AttributeError: Can only use .str accessor with string values, which use np.object_ dtype in pandas

The activity* files look fine, but the final.out.csv file only contains the TF name but not the scores for each cluster. and no html file was generated.

simonvh commented 6 years ago

Thanks @Rmulet for helping out. Sorry for not replying earlier @crazyhottommy, I was on vacation.

I think there is a bug relating to either motif names (you can try removing all special characters) or the link of motifs to TFs. I will have a look it at this once I find some time.

crazyhottommy commented 6 years ago

No problem! in the motif_database folder, there are files gimme.vertebrate.v3.1.motif2factors.txt I need to create one for JASPAR2018 as well?

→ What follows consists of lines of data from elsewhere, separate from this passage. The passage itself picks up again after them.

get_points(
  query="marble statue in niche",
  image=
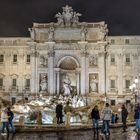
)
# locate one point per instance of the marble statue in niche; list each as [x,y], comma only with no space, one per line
[93,61]
[67,85]
[51,34]
[83,34]
[93,83]
[43,61]
[43,82]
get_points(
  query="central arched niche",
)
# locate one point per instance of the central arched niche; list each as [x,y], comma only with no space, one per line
[68,64]
[68,68]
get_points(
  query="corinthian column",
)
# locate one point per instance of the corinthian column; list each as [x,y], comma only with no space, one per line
[34,55]
[51,82]
[83,66]
[102,71]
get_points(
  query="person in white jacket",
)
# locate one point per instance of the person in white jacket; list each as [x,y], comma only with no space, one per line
[107,112]
[4,120]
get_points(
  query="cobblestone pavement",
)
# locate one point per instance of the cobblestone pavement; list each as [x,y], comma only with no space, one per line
[116,134]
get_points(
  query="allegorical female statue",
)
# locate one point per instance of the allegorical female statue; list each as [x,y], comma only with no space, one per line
[67,86]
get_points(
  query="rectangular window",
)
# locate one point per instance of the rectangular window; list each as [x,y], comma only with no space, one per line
[112,83]
[112,59]
[14,82]
[127,41]
[112,41]
[127,59]
[1,58]
[28,58]
[127,84]
[113,102]
[28,83]
[1,82]
[15,58]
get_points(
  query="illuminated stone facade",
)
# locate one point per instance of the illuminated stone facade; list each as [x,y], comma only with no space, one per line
[96,64]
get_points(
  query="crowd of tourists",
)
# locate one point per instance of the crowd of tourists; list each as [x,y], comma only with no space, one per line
[106,115]
[7,121]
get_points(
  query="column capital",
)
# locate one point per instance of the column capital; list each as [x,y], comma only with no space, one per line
[51,53]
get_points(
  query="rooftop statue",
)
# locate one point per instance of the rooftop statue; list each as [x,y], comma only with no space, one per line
[68,17]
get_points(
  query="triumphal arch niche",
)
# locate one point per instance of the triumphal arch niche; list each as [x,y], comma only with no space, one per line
[68,56]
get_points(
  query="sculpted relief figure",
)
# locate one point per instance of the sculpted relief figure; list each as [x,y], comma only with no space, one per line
[68,17]
[43,61]
[93,61]
[76,18]
[59,19]
[67,14]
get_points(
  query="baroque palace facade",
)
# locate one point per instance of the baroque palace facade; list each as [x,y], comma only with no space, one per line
[69,57]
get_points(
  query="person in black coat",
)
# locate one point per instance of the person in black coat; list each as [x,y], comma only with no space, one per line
[95,118]
[124,114]
[59,113]
[137,117]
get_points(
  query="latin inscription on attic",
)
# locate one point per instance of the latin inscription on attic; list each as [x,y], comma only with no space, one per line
[68,28]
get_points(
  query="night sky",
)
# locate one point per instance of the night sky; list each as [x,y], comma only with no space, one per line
[121,16]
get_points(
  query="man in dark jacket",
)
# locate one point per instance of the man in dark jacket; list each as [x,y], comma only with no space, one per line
[59,113]
[137,117]
[124,114]
[10,118]
[95,118]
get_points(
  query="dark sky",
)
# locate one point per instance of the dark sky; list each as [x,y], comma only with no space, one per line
[121,16]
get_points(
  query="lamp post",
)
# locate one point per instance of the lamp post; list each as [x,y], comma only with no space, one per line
[134,88]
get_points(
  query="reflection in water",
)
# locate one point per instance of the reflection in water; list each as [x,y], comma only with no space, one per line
[116,134]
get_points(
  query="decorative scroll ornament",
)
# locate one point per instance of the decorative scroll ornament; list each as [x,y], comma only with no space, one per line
[68,17]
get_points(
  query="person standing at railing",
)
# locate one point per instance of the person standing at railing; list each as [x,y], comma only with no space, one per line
[10,119]
[137,117]
[4,120]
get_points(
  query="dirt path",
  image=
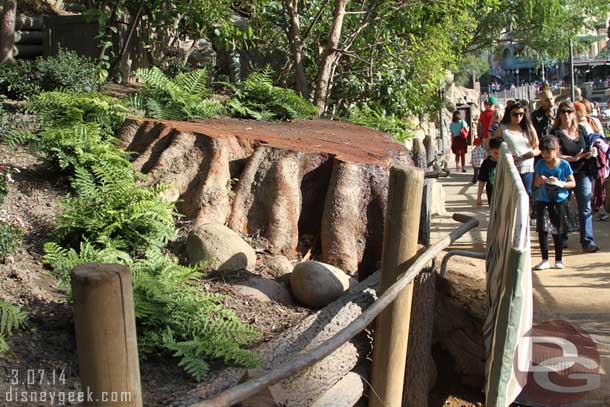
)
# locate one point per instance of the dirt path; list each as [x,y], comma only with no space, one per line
[577,294]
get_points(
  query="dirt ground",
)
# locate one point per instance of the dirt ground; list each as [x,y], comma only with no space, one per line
[47,345]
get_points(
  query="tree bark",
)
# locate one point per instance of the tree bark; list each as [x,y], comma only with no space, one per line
[7,31]
[296,45]
[328,56]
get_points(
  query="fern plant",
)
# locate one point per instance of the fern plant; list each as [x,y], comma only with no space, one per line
[173,314]
[379,119]
[182,98]
[11,318]
[111,210]
[259,99]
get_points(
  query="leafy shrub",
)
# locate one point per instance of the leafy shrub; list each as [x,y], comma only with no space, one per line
[257,98]
[19,81]
[181,98]
[11,318]
[69,71]
[112,219]
[10,237]
[379,119]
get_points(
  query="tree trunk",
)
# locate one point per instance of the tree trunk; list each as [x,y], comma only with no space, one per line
[7,31]
[328,56]
[296,45]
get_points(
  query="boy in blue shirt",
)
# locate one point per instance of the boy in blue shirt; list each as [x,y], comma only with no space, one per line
[554,177]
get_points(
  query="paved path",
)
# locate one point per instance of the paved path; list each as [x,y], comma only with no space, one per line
[579,294]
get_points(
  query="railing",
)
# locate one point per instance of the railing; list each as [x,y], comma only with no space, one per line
[409,273]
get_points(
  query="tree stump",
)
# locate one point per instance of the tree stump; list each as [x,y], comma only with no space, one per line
[322,178]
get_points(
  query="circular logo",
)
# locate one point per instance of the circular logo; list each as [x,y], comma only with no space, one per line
[556,364]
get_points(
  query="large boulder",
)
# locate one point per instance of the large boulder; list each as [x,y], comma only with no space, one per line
[316,284]
[222,247]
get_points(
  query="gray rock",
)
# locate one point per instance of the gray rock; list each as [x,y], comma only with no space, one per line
[222,247]
[316,284]
[279,266]
[263,290]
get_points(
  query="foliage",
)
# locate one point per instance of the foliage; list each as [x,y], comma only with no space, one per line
[112,219]
[181,98]
[66,71]
[19,81]
[10,237]
[543,28]
[173,313]
[11,318]
[111,211]
[259,99]
[379,119]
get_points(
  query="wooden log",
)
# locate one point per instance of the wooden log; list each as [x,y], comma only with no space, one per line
[400,246]
[28,37]
[285,189]
[345,393]
[106,341]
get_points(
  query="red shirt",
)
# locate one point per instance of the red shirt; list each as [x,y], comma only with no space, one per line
[485,120]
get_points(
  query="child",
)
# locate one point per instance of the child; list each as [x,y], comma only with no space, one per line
[477,156]
[554,177]
[487,172]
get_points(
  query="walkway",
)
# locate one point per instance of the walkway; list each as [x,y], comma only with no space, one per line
[579,294]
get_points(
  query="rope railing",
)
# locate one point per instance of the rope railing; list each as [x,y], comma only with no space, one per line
[411,270]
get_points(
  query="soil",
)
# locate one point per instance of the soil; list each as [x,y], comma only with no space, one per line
[47,346]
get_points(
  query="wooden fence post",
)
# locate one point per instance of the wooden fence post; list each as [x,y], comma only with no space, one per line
[399,246]
[104,319]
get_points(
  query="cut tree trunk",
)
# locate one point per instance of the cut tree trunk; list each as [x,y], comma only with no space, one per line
[319,178]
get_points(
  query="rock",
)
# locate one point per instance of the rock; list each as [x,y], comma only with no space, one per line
[222,247]
[316,284]
[264,290]
[279,266]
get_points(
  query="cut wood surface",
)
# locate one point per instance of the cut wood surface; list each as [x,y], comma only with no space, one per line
[276,180]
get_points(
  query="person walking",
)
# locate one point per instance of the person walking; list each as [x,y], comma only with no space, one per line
[459,137]
[554,178]
[520,136]
[575,149]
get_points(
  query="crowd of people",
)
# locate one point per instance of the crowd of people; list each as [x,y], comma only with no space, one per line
[559,150]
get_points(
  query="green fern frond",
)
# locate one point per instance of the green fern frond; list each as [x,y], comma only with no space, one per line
[11,318]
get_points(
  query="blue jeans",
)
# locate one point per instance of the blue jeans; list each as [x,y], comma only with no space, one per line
[527,180]
[585,215]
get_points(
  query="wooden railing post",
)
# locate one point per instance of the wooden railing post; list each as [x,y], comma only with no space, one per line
[104,319]
[399,246]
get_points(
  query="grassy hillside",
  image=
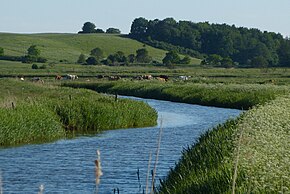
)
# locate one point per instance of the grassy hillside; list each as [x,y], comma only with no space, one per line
[68,47]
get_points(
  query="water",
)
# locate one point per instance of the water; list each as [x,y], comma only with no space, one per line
[67,166]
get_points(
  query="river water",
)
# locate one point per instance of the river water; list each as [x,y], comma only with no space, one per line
[67,166]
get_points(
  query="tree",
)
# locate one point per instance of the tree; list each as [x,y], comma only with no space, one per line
[99,31]
[113,31]
[284,53]
[82,59]
[33,51]
[97,53]
[1,51]
[227,62]
[139,27]
[185,60]
[171,57]
[88,28]
[259,62]
[34,66]
[92,61]
[142,56]
[131,58]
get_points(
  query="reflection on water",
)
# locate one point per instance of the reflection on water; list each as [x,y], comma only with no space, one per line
[67,166]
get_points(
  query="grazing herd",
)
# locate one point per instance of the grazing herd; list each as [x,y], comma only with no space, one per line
[161,78]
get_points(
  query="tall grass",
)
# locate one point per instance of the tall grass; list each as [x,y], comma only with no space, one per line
[43,113]
[263,155]
[219,95]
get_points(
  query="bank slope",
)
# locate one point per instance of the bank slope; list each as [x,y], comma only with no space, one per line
[68,47]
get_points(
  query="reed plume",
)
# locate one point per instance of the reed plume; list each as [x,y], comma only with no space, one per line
[98,169]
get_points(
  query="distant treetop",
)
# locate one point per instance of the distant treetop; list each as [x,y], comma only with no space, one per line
[90,27]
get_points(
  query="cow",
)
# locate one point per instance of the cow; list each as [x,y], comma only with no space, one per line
[37,80]
[164,77]
[116,77]
[71,77]
[148,77]
[58,77]
[161,79]
[184,77]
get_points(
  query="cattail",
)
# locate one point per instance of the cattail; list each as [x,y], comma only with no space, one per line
[1,189]
[41,189]
[98,170]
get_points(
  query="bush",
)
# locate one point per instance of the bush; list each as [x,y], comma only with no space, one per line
[34,66]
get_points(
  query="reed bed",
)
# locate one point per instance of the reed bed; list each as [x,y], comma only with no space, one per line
[247,155]
[219,95]
[35,113]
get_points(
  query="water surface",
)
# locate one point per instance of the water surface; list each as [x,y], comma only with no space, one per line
[67,166]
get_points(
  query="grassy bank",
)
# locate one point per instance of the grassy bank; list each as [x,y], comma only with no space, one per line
[258,141]
[68,47]
[219,95]
[32,113]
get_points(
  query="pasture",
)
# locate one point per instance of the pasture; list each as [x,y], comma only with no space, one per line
[38,113]
[68,47]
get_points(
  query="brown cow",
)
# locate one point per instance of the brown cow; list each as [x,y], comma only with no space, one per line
[58,77]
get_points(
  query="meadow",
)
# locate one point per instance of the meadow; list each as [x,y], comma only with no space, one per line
[246,155]
[36,113]
[68,47]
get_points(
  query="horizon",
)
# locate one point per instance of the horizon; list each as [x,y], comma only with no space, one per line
[68,16]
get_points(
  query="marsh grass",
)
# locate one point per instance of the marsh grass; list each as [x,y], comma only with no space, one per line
[219,95]
[246,155]
[44,114]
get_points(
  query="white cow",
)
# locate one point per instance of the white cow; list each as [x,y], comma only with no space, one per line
[71,77]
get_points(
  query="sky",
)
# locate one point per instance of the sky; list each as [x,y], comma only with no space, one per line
[68,16]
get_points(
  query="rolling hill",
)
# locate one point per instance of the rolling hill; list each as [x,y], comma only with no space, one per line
[68,47]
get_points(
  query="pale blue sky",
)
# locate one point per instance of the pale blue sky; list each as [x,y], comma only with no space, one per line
[31,16]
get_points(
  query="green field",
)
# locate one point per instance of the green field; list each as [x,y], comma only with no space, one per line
[68,47]
[208,166]
[38,113]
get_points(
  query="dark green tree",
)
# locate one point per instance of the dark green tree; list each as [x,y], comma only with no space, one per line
[34,66]
[113,31]
[131,58]
[142,56]
[92,61]
[81,59]
[33,51]
[227,62]
[97,53]
[88,28]
[259,62]
[99,31]
[284,53]
[1,51]
[139,27]
[171,57]
[185,60]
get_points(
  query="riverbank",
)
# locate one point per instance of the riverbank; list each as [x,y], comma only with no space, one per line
[37,113]
[238,96]
[248,155]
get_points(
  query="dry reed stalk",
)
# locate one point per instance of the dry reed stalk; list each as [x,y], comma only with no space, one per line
[156,159]
[236,163]
[1,184]
[98,169]
[41,189]
[148,173]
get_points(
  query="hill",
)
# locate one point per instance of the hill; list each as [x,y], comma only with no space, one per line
[68,47]
[247,47]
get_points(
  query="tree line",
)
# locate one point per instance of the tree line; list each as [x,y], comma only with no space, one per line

simonvh commented 6 years ago

Yes, that should work. In the same directory as your motif file. It's a simple tab separated file with a header:

motif    factors
Motif1    Factor1,Factor2
Motif2    Factor3,Factor4,Factor5
crazyhottommy commented 6 years ago

when one uses different motifs .pwm files, how gimme maelstrom finds the correct linking file? I need to give the same prefix for the linking file and the pwm file?